A través de esta selección de más de sesenta obras, la exposición titulada “Familia Sota. Arte y mecenazgo” reconstruye el origen de «uno de los más destacados episodios de coleccionismo privado y mecenazgo durante las primeras décadas del siglo XX en Bilbao, una época de enorme pujanza económica y comercial en la ciudad y el territorio que, a su vez, sustentó una escena artística de gran dinamismo», subrayó Zugaza en la presentación.
De su pasión por el arte da cuenta el conjunto artístico reunido, en el que la pintura “Vuelo de brujas” de Francisco de Goya, cedida en préstamo por el Museo del Prado, actúa como «un eje cronológico» entre las obras de arte antiguo de Luis de Morales “el Divino”, el Greco, Cornelis van der Voort o Juan Carreño de Miranda, y la modernidad ejemplificada en las obras incluidas de Darío de Regoyos, Adolfo Guiard, Ramón Casas, Ignacio Zuloaga, Aurelio Arteta o Antonio de Guezala, entre otros.
RELACIÓN DE AMISTAD
El interés de Sota por el arte -transmitido a su familia-, fue más allá de la pasión coleccionista y terminó por tejer estrechas relaciones de amistad y mecenazgo con artistas en activo.

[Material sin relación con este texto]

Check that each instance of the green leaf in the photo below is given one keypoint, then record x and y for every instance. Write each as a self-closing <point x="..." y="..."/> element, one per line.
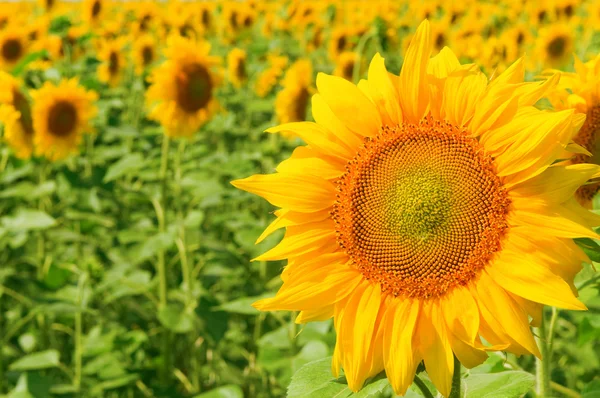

De forma especialmente señalada, la muestra destaca el vínculo que Sota estableció con los pintores Adolfo Guiard e Ignacio Zuloaga. Por último, la muestra pone de relieve su faceta como promotor inmobiliario, «que ha dejado una huella de cosmopolitismo visible hoy en día en el patrimonio arquitectónico de la capital vizcaína y su entorno».
Formada por más de doscientas obras, que se conocen por los detallados inventarios que fue elaborando y aún conserva la familia, la colección Sota incluyó obras de Luis de Morales, el Greco, Cornelis van der Voort, Juan Carreño de Miranda, Francisco de Goya, Francisco Durrio, Anselmo Guinea, Darío de Regoyos, Adolfo Guiard, Ramón Casas, Ignacio Zuloaga, Aurelio Arteta, Francisco Iturrino, Julián de Tellaeche, Antonio de Guezala o José María de Ucelay.
INCAUTACIÓN FRANQUISTA
La Guerra del 36 interrumpió trágicamente el devenir de la ya entonces prestigiosa colección de arte antiguo, que en 1937, y ya fallecido Ramón de la Sota, fue incautada en Ibaigane por el régimen franquista y trasladada a Burgos y a Madrid.
Un año después, la Capitanía General de Burgos resolvió un expediente de responsabilidades políticas contra el empresario por su vinculación con el nacionalismo vasco, fijando una sanción de cien millones de pesetas, la más alta de ese periodo.
Durante los años 40 y 50 las gestiones realizadas por la familia dieron como resultado la legítima devolución de buena parte de los cuadros y, entre ellos, el “Retrato de Martín Zapater” (1797) de Francisco de Goya y “La Piedad” (c. 1568) de Luis de Morales. En 1980 ambos cuadros serían legados al Museo de Bellas Artes de Bilbo por Ramón de la Sota Aburto, hijo del patriarca.
Más recientemente, en 2022 se dio a conocer en el museo una nueva restitución a los herederos de Ramón de la Sota, el óleo sobre tabla “Retrato de joven caballero” (1623), de Cornelis van der Voort.
CATÁLOGO
Para la ocasión, el museo bilbaino ha editado un catálogo que analiza todas estas cuestiones e hitos en la trayectoria del naviero. Ramón de la Sota y Llano reunió una extensa colección de arte antiguo y moderno, repartida cronológicamente entre sus dos residencias. La de arte antiguo en el Palacio de Ibaigane en Bilbo, sede del Athletic Club desde 1988, y el arte moderno en su residencia de Lertegi, en Getxo.